Testing becomes necessary when symptoms don’t respond to treatment, when there’s concern about complications, or when another condition might be mimicking GERD. The two main tests are:
- Upper endoscopy: A thin, flexible camera is passed through your mouth to visually inspect the esophagus for inflammation, narrowing, or tissue changes.
- Esophageal pH monitoring: The most accurate way to measure acid exposure. A small sensor, either on a thin tube passed through the nose or a tiny wireless capsule placed in the esophagus, records acid levels over 24 to 48 hours.
Chest Pain and What Else It Could Be
GERD-related chest pain can feel identical to heart-related chest pain. Recurrent chest pain that isn’t caused by a heart problem is common, and GERD is one of the most frequent explanations. But you should never assume chest pain is reflux without first ruling out cardiac causes, especially if the pain is new, severe, or accompanied by shortness of breath, arm pain, or lightheadedness.
Other conditions that can mimic GERD include functional dyspepsia (chronic upper stomach discomfort without a clear structural cause) and eosinophilic esophagitis (an allergic inflammatory condition of the esophagus that causes difficulty swallowing). This is one reason doctors sometimes order an endoscopy: not just to confirm GERD, but to rule out conditions that look similar.

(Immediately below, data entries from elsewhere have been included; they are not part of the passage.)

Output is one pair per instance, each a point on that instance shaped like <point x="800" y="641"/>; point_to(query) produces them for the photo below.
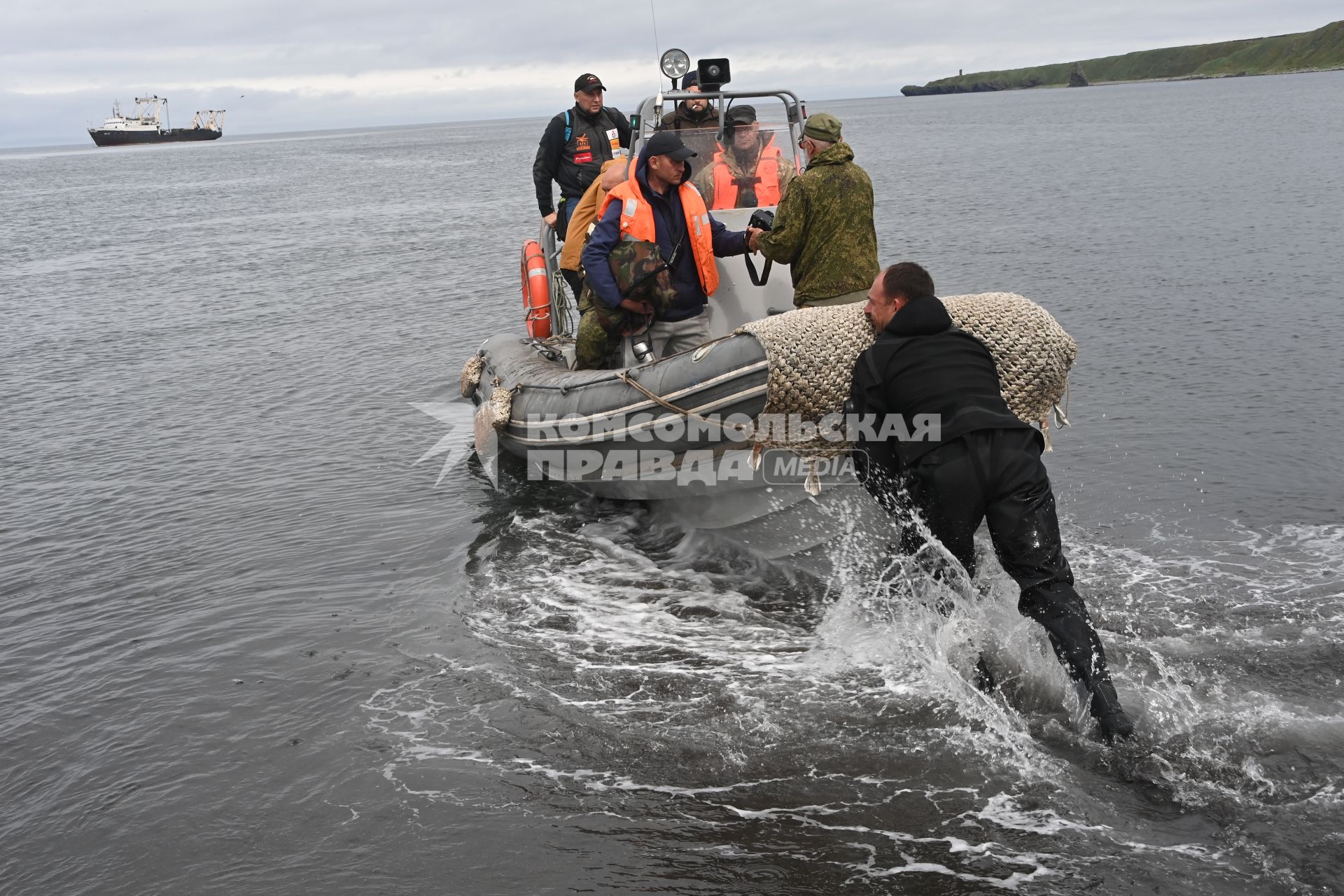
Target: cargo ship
<point x="143" y="125"/>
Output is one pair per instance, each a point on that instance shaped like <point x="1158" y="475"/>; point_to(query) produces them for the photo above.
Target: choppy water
<point x="248" y="647"/>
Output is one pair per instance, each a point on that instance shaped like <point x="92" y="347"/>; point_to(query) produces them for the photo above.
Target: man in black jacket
<point x="981" y="463"/>
<point x="695" y="121"/>
<point x="571" y="150"/>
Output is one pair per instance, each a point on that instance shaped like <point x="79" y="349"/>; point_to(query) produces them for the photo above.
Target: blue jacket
<point x="670" y="227"/>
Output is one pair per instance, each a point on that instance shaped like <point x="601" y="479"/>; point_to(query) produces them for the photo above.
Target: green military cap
<point x="823" y="127"/>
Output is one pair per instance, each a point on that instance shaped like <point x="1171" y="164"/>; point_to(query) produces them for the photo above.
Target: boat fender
<point x="500" y="407"/>
<point x="537" y="290"/>
<point x="472" y="375"/>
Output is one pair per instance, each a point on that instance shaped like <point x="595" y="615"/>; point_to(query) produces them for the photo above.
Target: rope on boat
<point x="662" y="402"/>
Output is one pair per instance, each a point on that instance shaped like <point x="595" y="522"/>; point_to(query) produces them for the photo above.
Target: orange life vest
<point x="638" y="223"/>
<point x="768" y="174"/>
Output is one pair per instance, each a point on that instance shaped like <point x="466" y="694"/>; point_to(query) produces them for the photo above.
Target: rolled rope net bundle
<point x="812" y="352"/>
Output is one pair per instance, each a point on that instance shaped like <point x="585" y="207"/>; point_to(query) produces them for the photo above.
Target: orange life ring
<point x="537" y="290"/>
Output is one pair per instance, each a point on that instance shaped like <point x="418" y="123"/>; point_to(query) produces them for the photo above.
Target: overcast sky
<point x="279" y="66"/>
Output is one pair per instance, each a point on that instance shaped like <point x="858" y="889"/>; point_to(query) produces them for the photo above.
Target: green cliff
<point x="1310" y="50"/>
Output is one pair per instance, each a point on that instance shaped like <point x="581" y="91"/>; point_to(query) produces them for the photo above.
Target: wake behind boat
<point x="143" y="125"/>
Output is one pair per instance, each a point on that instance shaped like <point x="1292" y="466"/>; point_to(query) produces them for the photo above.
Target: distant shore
<point x="1320" y="50"/>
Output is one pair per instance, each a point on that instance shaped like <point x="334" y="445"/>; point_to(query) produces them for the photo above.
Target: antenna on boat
<point x="654" y="15"/>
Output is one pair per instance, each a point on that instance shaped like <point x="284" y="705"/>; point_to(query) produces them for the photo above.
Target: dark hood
<point x="921" y="316"/>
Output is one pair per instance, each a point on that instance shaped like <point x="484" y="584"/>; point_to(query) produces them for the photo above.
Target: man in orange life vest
<point x="748" y="169"/>
<point x="657" y="204"/>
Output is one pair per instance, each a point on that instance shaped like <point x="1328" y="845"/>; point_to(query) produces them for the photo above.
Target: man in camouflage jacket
<point x="824" y="223"/>
<point x="644" y="281"/>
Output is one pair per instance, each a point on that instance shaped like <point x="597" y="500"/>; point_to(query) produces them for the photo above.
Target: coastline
<point x="926" y="92"/>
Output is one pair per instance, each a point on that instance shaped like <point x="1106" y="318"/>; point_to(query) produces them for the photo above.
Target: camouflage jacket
<point x="824" y="229"/>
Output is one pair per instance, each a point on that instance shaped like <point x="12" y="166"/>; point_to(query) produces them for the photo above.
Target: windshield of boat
<point x="746" y="164"/>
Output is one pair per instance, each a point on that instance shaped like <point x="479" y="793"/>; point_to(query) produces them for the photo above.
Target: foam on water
<point x="679" y="682"/>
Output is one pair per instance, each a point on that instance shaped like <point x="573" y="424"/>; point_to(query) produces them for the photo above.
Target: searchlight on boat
<point x="675" y="64"/>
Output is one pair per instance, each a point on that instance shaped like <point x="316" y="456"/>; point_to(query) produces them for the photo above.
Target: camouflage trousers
<point x="601" y="331"/>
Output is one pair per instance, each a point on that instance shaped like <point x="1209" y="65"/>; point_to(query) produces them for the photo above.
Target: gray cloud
<point x="349" y="64"/>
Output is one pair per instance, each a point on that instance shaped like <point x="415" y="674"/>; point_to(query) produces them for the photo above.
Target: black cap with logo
<point x="588" y="83"/>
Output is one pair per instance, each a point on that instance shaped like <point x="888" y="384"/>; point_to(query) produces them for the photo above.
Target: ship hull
<point x="136" y="137"/>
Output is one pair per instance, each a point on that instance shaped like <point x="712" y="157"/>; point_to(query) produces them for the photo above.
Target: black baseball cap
<point x="666" y="143"/>
<point x="588" y="83"/>
<point x="739" y="115"/>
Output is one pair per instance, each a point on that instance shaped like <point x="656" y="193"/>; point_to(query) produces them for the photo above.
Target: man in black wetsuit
<point x="981" y="463"/>
<point x="573" y="148"/>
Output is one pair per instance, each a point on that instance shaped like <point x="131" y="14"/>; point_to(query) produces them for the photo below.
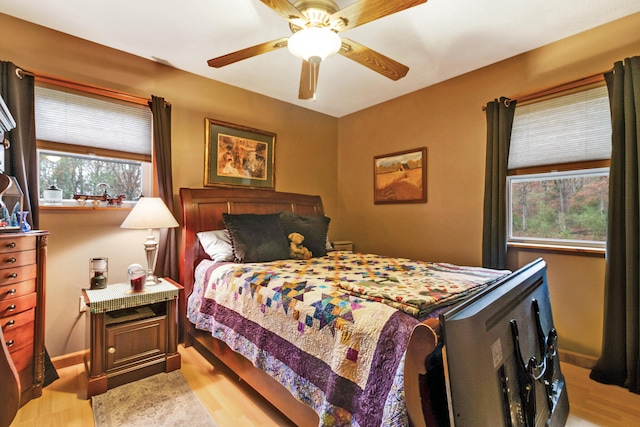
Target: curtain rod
<point x="97" y="90"/>
<point x="584" y="81"/>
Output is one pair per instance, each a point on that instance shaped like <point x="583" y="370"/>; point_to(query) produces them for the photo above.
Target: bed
<point x="389" y="389"/>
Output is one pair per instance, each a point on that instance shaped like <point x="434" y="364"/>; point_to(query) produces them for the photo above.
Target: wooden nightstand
<point x="132" y="335"/>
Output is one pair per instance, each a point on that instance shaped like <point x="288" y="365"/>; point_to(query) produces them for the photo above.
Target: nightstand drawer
<point x="25" y="287"/>
<point x="343" y="245"/>
<point x="131" y="342"/>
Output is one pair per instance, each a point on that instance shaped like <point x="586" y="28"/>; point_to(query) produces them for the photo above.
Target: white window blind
<point x="68" y="118"/>
<point x="570" y="128"/>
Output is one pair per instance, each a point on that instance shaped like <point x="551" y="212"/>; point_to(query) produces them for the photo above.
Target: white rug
<point x="160" y="400"/>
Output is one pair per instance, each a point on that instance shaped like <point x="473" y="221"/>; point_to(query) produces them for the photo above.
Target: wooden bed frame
<point x="202" y="210"/>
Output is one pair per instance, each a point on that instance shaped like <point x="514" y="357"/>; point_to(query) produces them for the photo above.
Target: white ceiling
<point x="437" y="40"/>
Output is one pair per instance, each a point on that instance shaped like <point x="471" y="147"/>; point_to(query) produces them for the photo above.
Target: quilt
<point x="318" y="326"/>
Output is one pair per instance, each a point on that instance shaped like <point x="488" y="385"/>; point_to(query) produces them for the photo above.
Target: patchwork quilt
<point x="318" y="326"/>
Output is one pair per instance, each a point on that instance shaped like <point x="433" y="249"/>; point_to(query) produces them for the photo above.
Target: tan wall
<point x="447" y="118"/>
<point x="318" y="154"/>
<point x="306" y="148"/>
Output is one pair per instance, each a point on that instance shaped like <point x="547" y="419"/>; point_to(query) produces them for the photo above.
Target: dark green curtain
<point x="167" y="260"/>
<point x="499" y="115"/>
<point x="619" y="361"/>
<point x="21" y="160"/>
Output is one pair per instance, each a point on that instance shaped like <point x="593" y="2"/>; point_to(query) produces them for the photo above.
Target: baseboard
<point x="577" y="359"/>
<point x="69" y="359"/>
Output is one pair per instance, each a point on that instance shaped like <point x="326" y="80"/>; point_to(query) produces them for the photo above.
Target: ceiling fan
<point x="315" y="25"/>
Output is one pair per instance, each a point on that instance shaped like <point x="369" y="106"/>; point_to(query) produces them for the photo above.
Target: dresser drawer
<point x="17" y="320"/>
<point x="17" y="243"/>
<point x="19" y="289"/>
<point x="17" y="259"/>
<point x="17" y="305"/>
<point x="19" y="337"/>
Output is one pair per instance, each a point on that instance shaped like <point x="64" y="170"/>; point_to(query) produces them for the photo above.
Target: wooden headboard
<point x="202" y="210"/>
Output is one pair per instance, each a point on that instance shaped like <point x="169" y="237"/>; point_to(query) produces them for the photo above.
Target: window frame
<point x="559" y="245"/>
<point x="148" y="175"/>
<point x="600" y="168"/>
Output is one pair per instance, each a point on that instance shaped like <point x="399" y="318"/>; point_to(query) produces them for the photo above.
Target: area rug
<point x="160" y="400"/>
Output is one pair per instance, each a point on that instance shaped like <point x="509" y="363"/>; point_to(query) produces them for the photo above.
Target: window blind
<point x="68" y="118"/>
<point x="570" y="128"/>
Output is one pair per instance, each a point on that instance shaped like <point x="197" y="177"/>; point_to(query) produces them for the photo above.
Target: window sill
<point x="574" y="250"/>
<point x="84" y="208"/>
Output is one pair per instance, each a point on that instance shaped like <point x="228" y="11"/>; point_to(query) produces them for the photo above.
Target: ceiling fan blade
<point x="364" y="11"/>
<point x="285" y="9"/>
<point x="308" y="80"/>
<point x="249" y="52"/>
<point x="373" y="60"/>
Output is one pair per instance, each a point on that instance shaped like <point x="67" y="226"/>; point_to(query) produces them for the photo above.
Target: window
<point x="559" y="206"/>
<point x="558" y="165"/>
<point x="90" y="144"/>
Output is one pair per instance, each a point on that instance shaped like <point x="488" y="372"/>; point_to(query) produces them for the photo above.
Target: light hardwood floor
<point x="232" y="403"/>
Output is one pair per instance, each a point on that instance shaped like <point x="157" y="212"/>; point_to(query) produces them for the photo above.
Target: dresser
<point x="22" y="306"/>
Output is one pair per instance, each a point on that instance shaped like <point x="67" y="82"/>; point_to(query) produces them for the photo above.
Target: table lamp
<point x="150" y="213"/>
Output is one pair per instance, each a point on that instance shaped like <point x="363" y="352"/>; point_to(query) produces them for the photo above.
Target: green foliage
<point x="571" y="208"/>
<point x="91" y="175"/>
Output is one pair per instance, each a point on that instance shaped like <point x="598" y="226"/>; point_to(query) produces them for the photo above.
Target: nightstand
<point x="132" y="335"/>
<point x="343" y="245"/>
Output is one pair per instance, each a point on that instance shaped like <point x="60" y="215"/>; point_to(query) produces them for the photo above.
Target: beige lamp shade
<point x="150" y="213"/>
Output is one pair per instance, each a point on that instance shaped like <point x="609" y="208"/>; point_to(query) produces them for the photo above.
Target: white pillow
<point x="217" y="244"/>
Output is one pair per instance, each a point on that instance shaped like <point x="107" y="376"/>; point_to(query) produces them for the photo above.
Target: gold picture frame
<point x="400" y="177"/>
<point x="237" y="155"/>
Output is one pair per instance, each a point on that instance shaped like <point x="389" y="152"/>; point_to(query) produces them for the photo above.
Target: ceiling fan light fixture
<point x="314" y="42"/>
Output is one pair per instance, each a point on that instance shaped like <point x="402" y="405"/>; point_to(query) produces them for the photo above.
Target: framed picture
<point x="238" y="155"/>
<point x="400" y="177"/>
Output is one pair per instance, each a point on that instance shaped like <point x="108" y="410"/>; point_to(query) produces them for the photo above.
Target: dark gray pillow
<point x="314" y="228"/>
<point x="256" y="238"/>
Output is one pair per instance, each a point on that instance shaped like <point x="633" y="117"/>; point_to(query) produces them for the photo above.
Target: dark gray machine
<point x="500" y="356"/>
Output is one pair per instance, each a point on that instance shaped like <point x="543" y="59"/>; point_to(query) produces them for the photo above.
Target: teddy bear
<point x="296" y="250"/>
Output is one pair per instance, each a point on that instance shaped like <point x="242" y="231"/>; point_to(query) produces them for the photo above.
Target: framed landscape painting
<point x="400" y="177"/>
<point x="238" y="155"/>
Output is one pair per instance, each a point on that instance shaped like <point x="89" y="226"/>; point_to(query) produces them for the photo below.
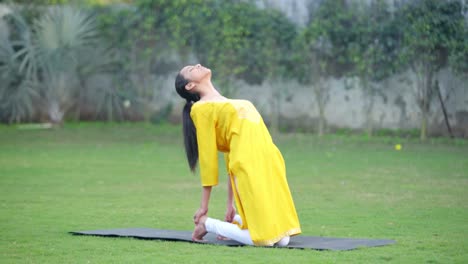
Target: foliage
<point x="431" y="29"/>
<point x="17" y="94"/>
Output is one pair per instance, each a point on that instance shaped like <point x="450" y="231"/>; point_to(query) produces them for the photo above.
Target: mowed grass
<point x="101" y="176"/>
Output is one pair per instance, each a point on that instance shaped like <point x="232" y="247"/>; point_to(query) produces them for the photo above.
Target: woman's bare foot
<point x="200" y="231"/>
<point x="222" y="238"/>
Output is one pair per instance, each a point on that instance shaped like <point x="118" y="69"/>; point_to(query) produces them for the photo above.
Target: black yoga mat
<point x="302" y="242"/>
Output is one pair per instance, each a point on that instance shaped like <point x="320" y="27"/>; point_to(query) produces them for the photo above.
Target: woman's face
<point x="195" y="73"/>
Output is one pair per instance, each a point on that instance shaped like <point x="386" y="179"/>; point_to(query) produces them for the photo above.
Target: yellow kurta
<point x="255" y="166"/>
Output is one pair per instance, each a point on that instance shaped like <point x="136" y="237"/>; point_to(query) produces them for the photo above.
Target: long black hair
<point x="190" y="132"/>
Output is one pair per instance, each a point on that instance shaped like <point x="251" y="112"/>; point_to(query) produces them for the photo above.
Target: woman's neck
<point x="208" y="92"/>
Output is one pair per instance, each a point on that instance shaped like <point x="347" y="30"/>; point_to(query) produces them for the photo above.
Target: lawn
<point x="99" y="176"/>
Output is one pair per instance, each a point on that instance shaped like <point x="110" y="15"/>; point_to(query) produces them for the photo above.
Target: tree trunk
<point x="424" y="127"/>
<point x="275" y="110"/>
<point x="320" y="98"/>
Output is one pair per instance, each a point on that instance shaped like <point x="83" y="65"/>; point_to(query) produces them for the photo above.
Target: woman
<point x="257" y="175"/>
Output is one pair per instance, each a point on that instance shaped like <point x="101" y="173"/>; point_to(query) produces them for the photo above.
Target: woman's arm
<point x="203" y="210"/>
<point x="230" y="209"/>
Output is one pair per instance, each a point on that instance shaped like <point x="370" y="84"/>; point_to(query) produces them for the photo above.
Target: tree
<point x="321" y="51"/>
<point x="53" y="57"/>
<point x="373" y="51"/>
<point x="17" y="94"/>
<point x="430" y="28"/>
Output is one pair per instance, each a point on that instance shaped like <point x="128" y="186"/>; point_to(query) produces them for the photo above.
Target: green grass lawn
<point x="101" y="176"/>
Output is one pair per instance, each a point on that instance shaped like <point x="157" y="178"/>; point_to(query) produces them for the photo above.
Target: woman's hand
<point x="198" y="214"/>
<point x="230" y="213"/>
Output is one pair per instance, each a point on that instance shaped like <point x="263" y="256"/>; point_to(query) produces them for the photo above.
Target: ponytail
<point x="190" y="136"/>
<point x="188" y="127"/>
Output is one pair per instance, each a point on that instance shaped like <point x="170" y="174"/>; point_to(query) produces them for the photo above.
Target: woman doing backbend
<point x="257" y="174"/>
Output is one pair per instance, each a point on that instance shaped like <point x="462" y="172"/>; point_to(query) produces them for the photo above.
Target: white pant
<point x="233" y="232"/>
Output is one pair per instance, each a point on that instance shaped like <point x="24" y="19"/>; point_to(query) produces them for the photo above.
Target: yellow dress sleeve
<point x="207" y="149"/>
<point x="226" y="161"/>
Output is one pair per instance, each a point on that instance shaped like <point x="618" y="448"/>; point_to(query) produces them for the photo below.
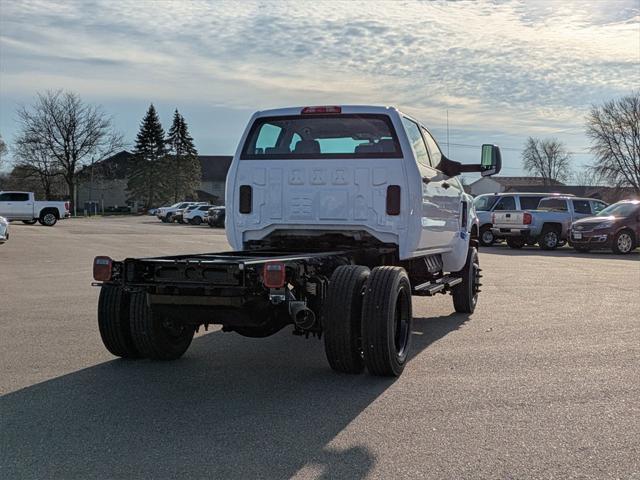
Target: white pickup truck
<point x="338" y="215"/>
<point x="548" y="224"/>
<point x="23" y="206"/>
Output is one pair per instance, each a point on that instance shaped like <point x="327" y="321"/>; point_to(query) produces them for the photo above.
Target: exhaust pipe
<point x="302" y="316"/>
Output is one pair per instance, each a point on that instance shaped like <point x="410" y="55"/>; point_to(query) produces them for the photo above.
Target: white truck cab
<point x="338" y="216"/>
<point x="365" y="173"/>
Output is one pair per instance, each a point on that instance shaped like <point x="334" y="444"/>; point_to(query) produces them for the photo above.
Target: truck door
<point x="581" y="209"/>
<point x="436" y="229"/>
<point x="450" y="190"/>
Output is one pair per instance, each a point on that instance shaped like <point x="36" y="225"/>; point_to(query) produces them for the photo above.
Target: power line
<point x="512" y="149"/>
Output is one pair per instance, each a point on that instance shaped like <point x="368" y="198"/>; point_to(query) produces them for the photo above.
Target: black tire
<point x="154" y="337"/>
<point x="623" y="242"/>
<point x="486" y="236"/>
<point x="342" y="318"/>
<point x="549" y="238"/>
<point x="113" y="322"/>
<point x="386" y="321"/>
<point x="465" y="294"/>
<point x="48" y="218"/>
<point x="515" y="242"/>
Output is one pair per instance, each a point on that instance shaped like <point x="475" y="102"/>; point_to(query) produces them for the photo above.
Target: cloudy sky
<point x="503" y="70"/>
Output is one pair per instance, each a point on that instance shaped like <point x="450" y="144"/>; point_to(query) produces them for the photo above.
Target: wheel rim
<point x="487" y="236"/>
<point x="402" y="321"/>
<point x="624" y="242"/>
<point x="551" y="239"/>
<point x="475" y="281"/>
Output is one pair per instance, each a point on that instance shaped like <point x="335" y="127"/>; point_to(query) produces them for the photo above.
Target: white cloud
<point x="505" y="66"/>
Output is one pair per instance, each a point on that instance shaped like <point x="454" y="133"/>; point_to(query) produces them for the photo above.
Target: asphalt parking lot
<point x="541" y="382"/>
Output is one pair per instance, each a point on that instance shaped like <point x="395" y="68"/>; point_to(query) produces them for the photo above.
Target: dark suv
<point x="616" y="227"/>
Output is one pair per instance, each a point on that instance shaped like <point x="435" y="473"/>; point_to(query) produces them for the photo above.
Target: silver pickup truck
<point x="548" y="225"/>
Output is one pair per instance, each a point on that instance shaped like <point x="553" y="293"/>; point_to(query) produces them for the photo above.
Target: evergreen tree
<point x="183" y="160"/>
<point x="146" y="176"/>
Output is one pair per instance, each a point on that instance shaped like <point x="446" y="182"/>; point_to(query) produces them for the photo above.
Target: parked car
<point x="165" y="214"/>
<point x="179" y="215"/>
<point x="548" y="225"/>
<point x="195" y="216"/>
<point x="215" y="217"/>
<point x="23" y="206"/>
<point x="488" y="203"/>
<point x="616" y="227"/>
<point x="4" y="230"/>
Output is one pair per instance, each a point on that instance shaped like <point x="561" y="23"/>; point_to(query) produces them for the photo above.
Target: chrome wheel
<point x="49" y="219"/>
<point x="624" y="243"/>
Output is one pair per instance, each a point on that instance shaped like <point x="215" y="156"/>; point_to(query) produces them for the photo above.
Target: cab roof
<point x="362" y="109"/>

Alarm Symptoms That Need Prompt Evaluation
Most GERD is manageable and not dangerous, but certain symptoms signal that something more serious may be happening. These include difficulty swallowing or pain when swallowing, unexplained weight loss, vomiting blood, and black or bloody stools. Any of these warrants an endoscopy rather than a wait-and-see approach with medication.
Long-standing GERD also raises the risk of a condition called Barrett’s esophagus, where chronic acid exposure changes the cells lining the lower esophagus. Current guidelines recommend screening with an endoscopy for people who have had GERD symptoms for five or more years and have additional risk factors: being over 50, male, white, a current or former smoker, or obese. A family history of Barrett’s esophagus or esophageal cancer also increases the importance of screening. Most guidelines suggest screening when three or more of these risk factors are present alongside chronic symptoms.